The first place visited was BlackRock, one of the World’s Leading Asset Management companies. The boys enjoyed a talk on what asset management is, who their clients are, and the company’s strategy for getting good returns in a time of enormous uncertainty in the global economy, where investors are finding it hard to locate strong investment positions. At a time when many of the boys are considering their next move in terms of universities, and future careers beyond that, it was fantastic for them to hear from four graduates recently recruited by BlackRock who told of their choices for A-levels, degree choices, and their route into asset management. After the talk the speakers commented on how impressed they were by the insightful nature of some of the questions asked by the boys.

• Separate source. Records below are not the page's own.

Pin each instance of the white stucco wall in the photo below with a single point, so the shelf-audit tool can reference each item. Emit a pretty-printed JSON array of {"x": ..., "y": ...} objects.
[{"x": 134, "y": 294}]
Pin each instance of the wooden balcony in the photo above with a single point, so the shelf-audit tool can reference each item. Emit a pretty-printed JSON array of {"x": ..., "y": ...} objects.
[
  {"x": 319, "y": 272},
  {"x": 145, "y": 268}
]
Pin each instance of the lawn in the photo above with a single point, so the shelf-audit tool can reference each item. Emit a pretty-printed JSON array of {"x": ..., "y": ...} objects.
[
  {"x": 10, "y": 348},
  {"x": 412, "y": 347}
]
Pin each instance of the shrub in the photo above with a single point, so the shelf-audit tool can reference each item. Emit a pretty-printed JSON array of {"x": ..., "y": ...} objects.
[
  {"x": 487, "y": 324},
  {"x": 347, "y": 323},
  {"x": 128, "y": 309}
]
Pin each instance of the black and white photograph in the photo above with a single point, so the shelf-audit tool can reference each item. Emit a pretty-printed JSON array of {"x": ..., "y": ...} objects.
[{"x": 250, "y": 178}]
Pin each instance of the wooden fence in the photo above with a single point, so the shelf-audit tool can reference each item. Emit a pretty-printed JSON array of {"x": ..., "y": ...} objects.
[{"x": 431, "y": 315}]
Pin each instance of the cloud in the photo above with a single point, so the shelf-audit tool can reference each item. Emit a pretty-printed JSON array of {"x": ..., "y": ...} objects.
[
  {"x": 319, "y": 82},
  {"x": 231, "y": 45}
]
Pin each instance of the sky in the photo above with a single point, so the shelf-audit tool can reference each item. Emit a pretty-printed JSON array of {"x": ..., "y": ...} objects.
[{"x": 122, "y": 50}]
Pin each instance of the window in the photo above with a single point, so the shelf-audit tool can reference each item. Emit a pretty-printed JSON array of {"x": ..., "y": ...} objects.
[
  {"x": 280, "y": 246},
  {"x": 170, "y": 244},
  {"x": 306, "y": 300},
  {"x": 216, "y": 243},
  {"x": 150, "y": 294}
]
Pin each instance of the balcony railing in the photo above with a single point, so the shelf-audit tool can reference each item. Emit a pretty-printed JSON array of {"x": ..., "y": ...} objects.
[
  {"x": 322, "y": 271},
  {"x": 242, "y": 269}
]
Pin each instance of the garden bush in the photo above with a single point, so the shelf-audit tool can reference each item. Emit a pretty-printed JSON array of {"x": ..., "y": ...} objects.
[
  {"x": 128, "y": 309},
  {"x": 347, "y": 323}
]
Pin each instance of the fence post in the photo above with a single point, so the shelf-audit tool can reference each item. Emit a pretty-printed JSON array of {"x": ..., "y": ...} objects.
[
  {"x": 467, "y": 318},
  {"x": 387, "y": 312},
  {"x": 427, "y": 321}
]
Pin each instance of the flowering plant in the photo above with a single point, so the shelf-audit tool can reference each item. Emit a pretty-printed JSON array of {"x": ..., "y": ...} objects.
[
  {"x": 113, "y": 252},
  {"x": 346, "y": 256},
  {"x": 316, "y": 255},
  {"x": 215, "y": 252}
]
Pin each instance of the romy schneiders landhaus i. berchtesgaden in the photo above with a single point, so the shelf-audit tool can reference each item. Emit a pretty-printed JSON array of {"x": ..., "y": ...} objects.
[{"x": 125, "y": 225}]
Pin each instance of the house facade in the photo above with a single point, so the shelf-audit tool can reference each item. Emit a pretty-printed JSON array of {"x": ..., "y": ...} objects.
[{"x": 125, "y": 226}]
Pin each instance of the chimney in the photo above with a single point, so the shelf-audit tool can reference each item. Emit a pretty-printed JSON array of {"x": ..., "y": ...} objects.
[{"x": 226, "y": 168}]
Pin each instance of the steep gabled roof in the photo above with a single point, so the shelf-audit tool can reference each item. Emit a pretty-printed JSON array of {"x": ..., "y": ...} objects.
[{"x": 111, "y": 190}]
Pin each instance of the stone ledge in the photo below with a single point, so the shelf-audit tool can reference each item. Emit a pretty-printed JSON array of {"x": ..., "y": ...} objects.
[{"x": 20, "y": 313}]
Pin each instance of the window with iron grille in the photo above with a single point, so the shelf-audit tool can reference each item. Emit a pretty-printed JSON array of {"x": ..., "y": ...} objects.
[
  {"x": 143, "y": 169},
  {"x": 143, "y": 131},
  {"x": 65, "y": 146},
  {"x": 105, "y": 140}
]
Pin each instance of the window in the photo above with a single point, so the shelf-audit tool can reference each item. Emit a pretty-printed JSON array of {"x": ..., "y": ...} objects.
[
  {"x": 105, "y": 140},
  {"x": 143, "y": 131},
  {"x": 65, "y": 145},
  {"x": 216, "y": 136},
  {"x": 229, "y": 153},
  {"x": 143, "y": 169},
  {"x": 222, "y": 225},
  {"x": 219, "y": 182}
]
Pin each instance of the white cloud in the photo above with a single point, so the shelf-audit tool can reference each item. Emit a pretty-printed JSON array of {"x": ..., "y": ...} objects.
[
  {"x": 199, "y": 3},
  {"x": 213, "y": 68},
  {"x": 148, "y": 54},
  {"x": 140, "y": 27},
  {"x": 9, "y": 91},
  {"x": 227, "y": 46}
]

Next, we walked East, to the London Metal Exchange (LME). The LME boasts an impressive 80% of all metal trading in the World, but as the boys learned during a talk in the boardroom given by the Deputy Director of Marketing, trading in the right to buy metal (futures/options) dwarfed the value of the physical product actually purchased. A staggering $15 trillion of options trading takes place at the LME in a single year. After learning about mining, metal trading and all of the complex financial instruments that come with it, the boys went down to the viewing gallery which overlooks the last open outcry trading floor in the City. There, they watched buyers and sellers shout incomprehensible instructions at each other in a way that only an insider could possibly understand, but the passion and sheer volume on the trading floor was quite remarkable.
After an hour to enjoy lunch on a bright summer’s afternoon, the boys went to the Bank of England Museum. Here they learned about everything from ‘what is money’, to ‘how does Quantitative Easing work’, as well as having the opportunity to learn about the Bank’s history. However, the obvious highlight for most was picking up a solid gold bar, and being hugely surprised by it’s deceptive weight.